Materials for drug capture: An approach for removing off-target chemotherapy from the bloodstream

Abstract

The systemic, off-target toxicity of chemotherapy is a well-known problem in oncol. In an effort to overcome this challenge, many approaches have been developed to deliver chemotherapy directly and exclusively the tumor. One of these approaches is transarterial chemoembolization (TACE), a procedure in which chemotherapy is introduced via catheter directly into the artery supplying the tumor. Despite this site-specific delivery, a portion of the chemotherapy dose still enters systemic circulation and causes off-target damage. To address this issue, we are developing materials and devices that are capable of capturing this residual chemotherapy from the blood stream.
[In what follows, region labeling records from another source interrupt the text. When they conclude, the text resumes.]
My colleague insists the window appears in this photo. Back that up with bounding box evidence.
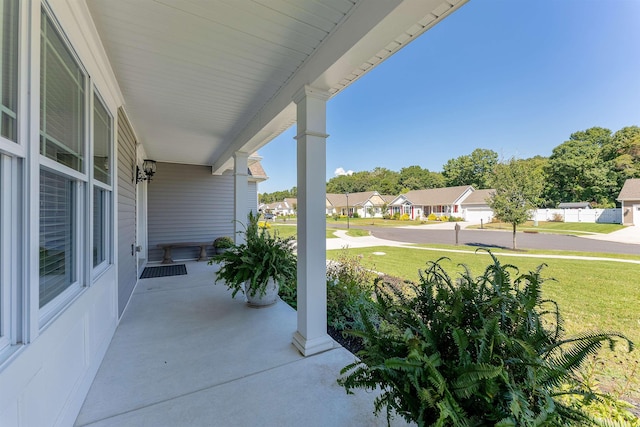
[0,0,18,142]
[39,10,85,172]
[39,8,88,312]
[40,170,78,308]
[93,95,112,267]
[93,95,111,185]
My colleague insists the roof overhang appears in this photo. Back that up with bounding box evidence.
[87,0,467,173]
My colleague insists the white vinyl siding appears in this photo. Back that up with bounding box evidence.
[0,0,19,142]
[118,109,138,315]
[148,163,258,261]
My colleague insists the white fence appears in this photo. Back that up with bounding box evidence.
[533,208,622,224]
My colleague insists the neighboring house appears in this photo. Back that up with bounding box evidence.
[460,189,496,224]
[326,191,393,218]
[617,178,640,226]
[282,197,298,215]
[389,185,474,219]
[558,202,591,209]
[261,198,297,215]
[0,0,466,427]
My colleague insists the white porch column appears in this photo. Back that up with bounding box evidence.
[233,151,249,244]
[293,86,333,356]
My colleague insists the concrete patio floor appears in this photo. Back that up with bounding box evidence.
[75,262,406,427]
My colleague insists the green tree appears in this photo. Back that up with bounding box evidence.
[488,158,544,250]
[442,148,498,189]
[394,165,445,194]
[603,126,640,185]
[545,127,620,207]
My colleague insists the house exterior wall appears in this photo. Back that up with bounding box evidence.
[147,163,258,262]
[461,206,493,224]
[117,109,138,316]
[0,0,122,427]
[620,200,640,225]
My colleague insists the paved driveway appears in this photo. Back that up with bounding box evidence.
[370,225,640,255]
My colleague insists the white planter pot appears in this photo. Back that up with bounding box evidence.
[244,279,280,308]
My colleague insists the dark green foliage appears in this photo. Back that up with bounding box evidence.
[209,212,297,297]
[442,148,498,190]
[213,236,233,249]
[338,255,632,426]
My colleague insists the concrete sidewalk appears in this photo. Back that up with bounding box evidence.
[580,225,640,246]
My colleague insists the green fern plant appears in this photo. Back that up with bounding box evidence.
[338,252,633,427]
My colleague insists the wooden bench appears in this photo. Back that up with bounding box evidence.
[157,242,211,264]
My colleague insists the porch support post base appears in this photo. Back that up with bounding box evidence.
[293,86,333,356]
[293,332,334,357]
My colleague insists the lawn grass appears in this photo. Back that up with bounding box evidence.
[327,217,440,227]
[347,228,370,237]
[410,243,640,262]
[327,246,640,400]
[467,221,624,234]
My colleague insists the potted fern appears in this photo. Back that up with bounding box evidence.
[209,212,297,307]
[213,236,233,254]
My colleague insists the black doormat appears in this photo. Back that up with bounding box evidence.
[140,264,187,279]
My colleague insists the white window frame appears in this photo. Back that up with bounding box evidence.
[89,87,115,281]
[37,4,93,329]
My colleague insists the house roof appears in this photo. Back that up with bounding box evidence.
[85,0,467,174]
[394,185,473,206]
[618,178,640,201]
[327,191,388,206]
[460,188,496,206]
[249,161,269,181]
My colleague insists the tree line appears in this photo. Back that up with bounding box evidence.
[260,126,640,207]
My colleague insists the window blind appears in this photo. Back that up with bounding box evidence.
[40,12,85,172]
[0,0,18,141]
[40,170,77,307]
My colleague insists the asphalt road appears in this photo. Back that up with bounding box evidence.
[358,227,640,255]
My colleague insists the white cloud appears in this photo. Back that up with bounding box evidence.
[334,168,353,176]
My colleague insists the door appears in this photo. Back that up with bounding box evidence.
[118,109,138,316]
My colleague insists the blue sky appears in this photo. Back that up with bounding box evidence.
[259,0,640,193]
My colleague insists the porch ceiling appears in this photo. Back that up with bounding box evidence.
[86,0,466,172]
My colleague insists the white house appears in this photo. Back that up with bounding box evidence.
[0,0,465,427]
[617,178,640,226]
[389,185,474,219]
[326,191,393,218]
[460,189,496,223]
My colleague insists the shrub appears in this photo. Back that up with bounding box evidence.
[338,254,633,426]
[327,250,378,330]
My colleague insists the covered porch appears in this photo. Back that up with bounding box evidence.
[75,262,405,427]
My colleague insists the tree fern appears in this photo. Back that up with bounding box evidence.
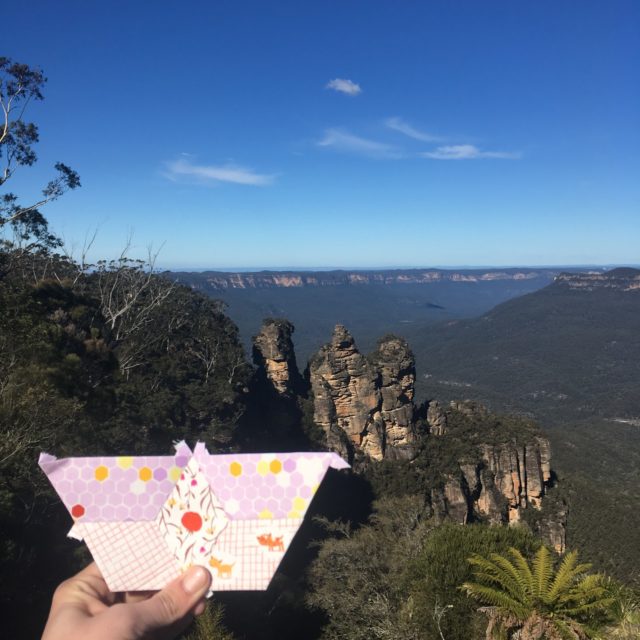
[461,547,614,640]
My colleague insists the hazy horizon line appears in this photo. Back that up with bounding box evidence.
[160,262,640,273]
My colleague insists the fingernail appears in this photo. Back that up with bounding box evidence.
[182,567,209,593]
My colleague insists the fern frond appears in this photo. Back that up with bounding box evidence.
[509,547,535,593]
[547,551,584,602]
[532,545,553,602]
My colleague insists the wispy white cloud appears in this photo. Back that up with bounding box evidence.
[420,144,522,160]
[164,158,275,187]
[325,78,362,96]
[385,118,443,142]
[317,129,402,158]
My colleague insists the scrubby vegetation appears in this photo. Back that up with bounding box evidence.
[0,58,638,640]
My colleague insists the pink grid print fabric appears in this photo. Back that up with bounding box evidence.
[71,522,180,591]
[40,442,349,592]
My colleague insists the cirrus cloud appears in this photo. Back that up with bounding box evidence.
[385,118,443,142]
[325,78,362,96]
[317,129,402,159]
[164,158,275,187]
[420,144,522,160]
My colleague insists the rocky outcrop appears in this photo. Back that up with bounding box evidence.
[430,437,566,553]
[427,400,447,436]
[253,319,301,397]
[309,325,415,460]
[254,320,566,551]
[477,437,551,523]
[171,269,559,291]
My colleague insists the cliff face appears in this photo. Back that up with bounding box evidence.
[309,325,415,460]
[254,320,565,551]
[176,269,558,291]
[555,268,640,291]
[253,319,300,397]
[427,401,566,553]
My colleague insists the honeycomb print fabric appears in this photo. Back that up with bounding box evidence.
[40,442,349,592]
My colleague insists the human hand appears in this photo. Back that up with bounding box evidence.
[42,563,211,640]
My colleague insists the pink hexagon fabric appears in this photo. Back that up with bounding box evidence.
[40,442,349,592]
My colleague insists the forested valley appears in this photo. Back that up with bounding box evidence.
[0,58,640,640]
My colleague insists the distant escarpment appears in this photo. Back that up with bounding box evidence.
[555,267,640,292]
[254,320,564,550]
[172,269,558,291]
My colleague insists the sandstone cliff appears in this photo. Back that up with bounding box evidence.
[253,318,301,396]
[254,320,565,551]
[309,325,415,460]
[172,269,558,291]
[555,267,640,292]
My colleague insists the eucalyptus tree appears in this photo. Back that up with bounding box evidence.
[0,56,80,248]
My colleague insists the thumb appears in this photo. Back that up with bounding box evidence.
[133,566,211,635]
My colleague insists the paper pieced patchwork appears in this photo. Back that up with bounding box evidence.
[40,442,349,591]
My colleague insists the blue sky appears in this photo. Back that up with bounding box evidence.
[0,0,640,268]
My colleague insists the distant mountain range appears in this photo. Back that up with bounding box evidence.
[171,269,559,292]
[168,268,576,360]
[407,268,640,424]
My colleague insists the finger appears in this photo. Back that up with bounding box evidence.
[193,598,207,616]
[131,567,211,636]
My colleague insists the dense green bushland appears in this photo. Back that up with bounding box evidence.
[0,57,638,640]
[0,248,250,636]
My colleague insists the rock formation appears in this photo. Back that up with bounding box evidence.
[253,318,300,397]
[254,320,566,551]
[309,325,415,460]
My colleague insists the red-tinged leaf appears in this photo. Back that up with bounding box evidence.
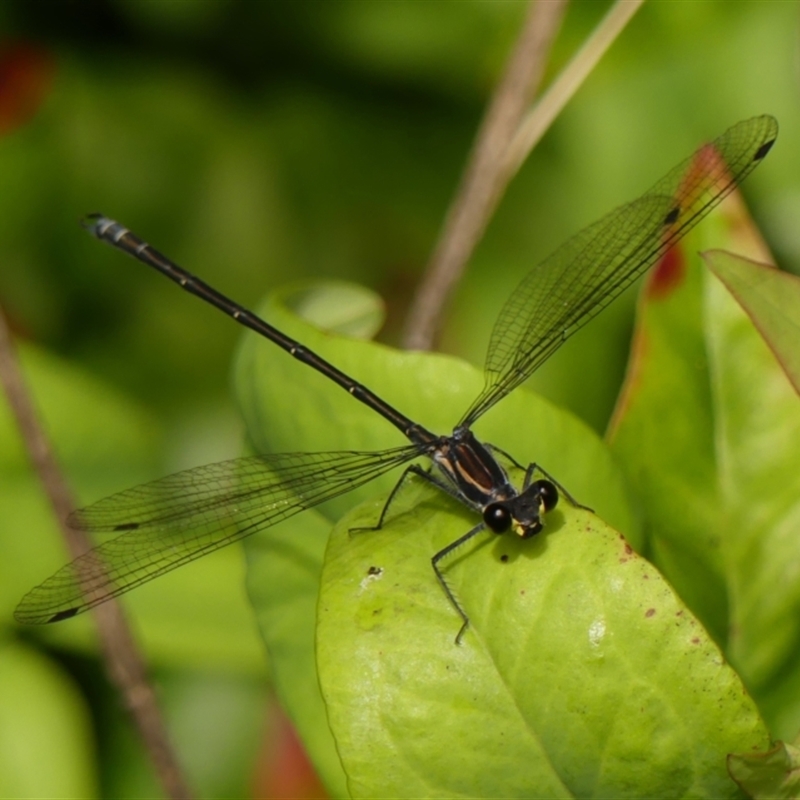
[703,250,800,392]
[0,42,54,134]
[611,178,800,736]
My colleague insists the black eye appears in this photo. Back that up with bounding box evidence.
[536,481,558,511]
[483,503,511,533]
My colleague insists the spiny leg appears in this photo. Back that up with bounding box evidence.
[431,522,486,644]
[350,464,459,534]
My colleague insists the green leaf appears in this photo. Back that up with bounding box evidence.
[728,742,800,800]
[318,491,769,798]
[703,250,800,392]
[0,641,97,798]
[236,285,652,796]
[612,192,800,736]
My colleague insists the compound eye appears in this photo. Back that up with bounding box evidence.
[536,480,558,511]
[483,503,511,533]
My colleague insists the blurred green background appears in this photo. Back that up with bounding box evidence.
[0,0,800,797]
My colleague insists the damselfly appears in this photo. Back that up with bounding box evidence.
[10,116,778,642]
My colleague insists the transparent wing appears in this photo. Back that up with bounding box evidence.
[460,116,778,425]
[14,446,419,624]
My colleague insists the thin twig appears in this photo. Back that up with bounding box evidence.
[503,0,644,177]
[0,310,191,800]
[404,0,644,349]
[404,0,567,350]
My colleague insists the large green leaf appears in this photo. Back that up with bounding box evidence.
[318,493,769,798]
[236,287,708,795]
[613,189,800,736]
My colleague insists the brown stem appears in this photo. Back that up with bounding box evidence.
[0,310,191,798]
[404,0,567,350]
[404,0,644,350]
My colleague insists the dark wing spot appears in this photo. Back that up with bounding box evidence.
[753,139,775,161]
[47,608,78,622]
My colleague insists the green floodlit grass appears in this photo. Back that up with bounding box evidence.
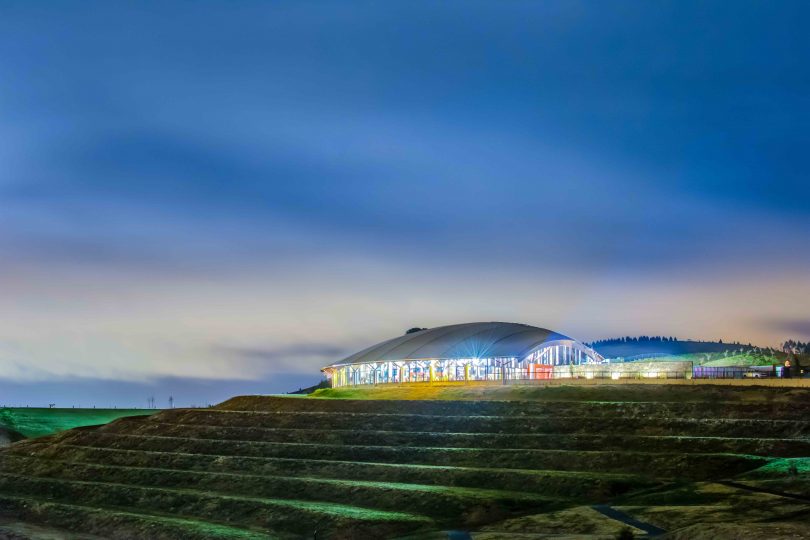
[742,457,810,478]
[0,407,157,437]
The ultimate goal is to construct a device that can be deployed via catheter "downstream" from the tumor, enabling excess chemotherapy to be sequestered before entering systemic circulation. Our approach uses DNA-functionalized surfaces, which enable the capture of DNA-targeting chemotherapy drugs. In order to improve the cost and scalability of this system, we developed simple methods of covalently attaching genomic DNA to a variety of surfaces. We have further demonstrated that this approach is capable of sequestering doxorubicin, cisplatin, and epirubicin-three common chemotherapy agents-from soln. at clin. relevant concns. The efficacy of these materials was demonstrated in PBS, human serum, whole blood, and initial in vivo studies. Moreover, the kinetics of drug capture are rapid: We obsd. >95% redn. of doxorubicin concn. in human serum in <10 min. The efficacy of these materials indicates that drug capture is indeed a viable strategy for mitigating the harmful side-effects assocd. with chemotherapy.